3.2 L’APPROCHE REFLEXIVE COMME PRISE EN COMPTE DE LA SUBJECTIVITE DU CHERCHEUR

Positionné à l’intérieur de l’organisation, le chercheur doit se poser la question de ses relations avec le terrain, en particulier de son influence sur la situation étudiée. L’immersion dans l’entreprise donne une place d’observateur privilégié. Mais elle a pour corollaire une certaine forme de participation, donc d’influence sur la situation observée. Contrairement aux approches positivistes, cela n’est pas un problème dans une approche constructiviste, à condition néanmoins que le chercheur soit conscient de son influence. Emerson (2003, p 410) explique ainsi que « la solution est davantage du côté de la prise de conscience des effets de l’enquête que de la tentative de les minimiser (…). On tient pour allant de soi que l’observateur altère ce qu’il observe, mais ces altérations font partie de l’objet d’étude (…) Le travail de terrain est donc nécessairement de nature interactionnelle, et la présence de l’enquêteur a des conséquences sur la vie des enquêtés. Les solutions à la réactivité ne sont pas dans la régularisation, la restriction ou la suppression des interactions sur le terrain. Elles réclament que l’on devienne sensible à la façon dont les protagonistes se perçoivent et se traitent les uns les autres. Le chercheur est une source de résultats, non pas de contamination de ceux-ci. ». Favret Saada (1990) conclut ainsi sa recherche après une immersion au milieu de la sorcellerie : « De tous les pièges qui menacent notre travail, il en est deux dont nous avions appris à nous méfier comme de la peste : accepter de participer au discours indigène, succomber aux tentations de la subjectivité.
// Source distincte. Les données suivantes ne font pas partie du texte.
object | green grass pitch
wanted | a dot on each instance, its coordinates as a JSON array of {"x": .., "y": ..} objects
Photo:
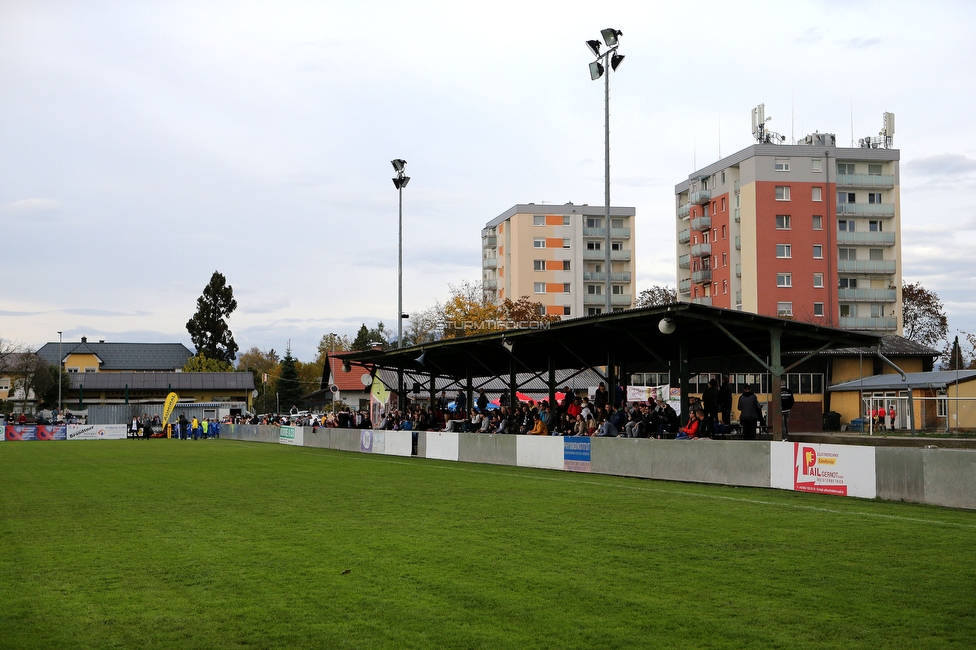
[{"x": 224, "y": 544}]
Non seulement il m’a été impossible de les éviter mais c’est par leur moyen que j’ai élaboré l’essentiel de mon ethnographie. ».

Plutôt que nier sa subjectivité, le chercheur peut donc en faire un atout pour sa recherche. Nous éclairons cette affirmation par trois éléments qui se sont révélés essentiels pour l’étude du cas Equipment Company.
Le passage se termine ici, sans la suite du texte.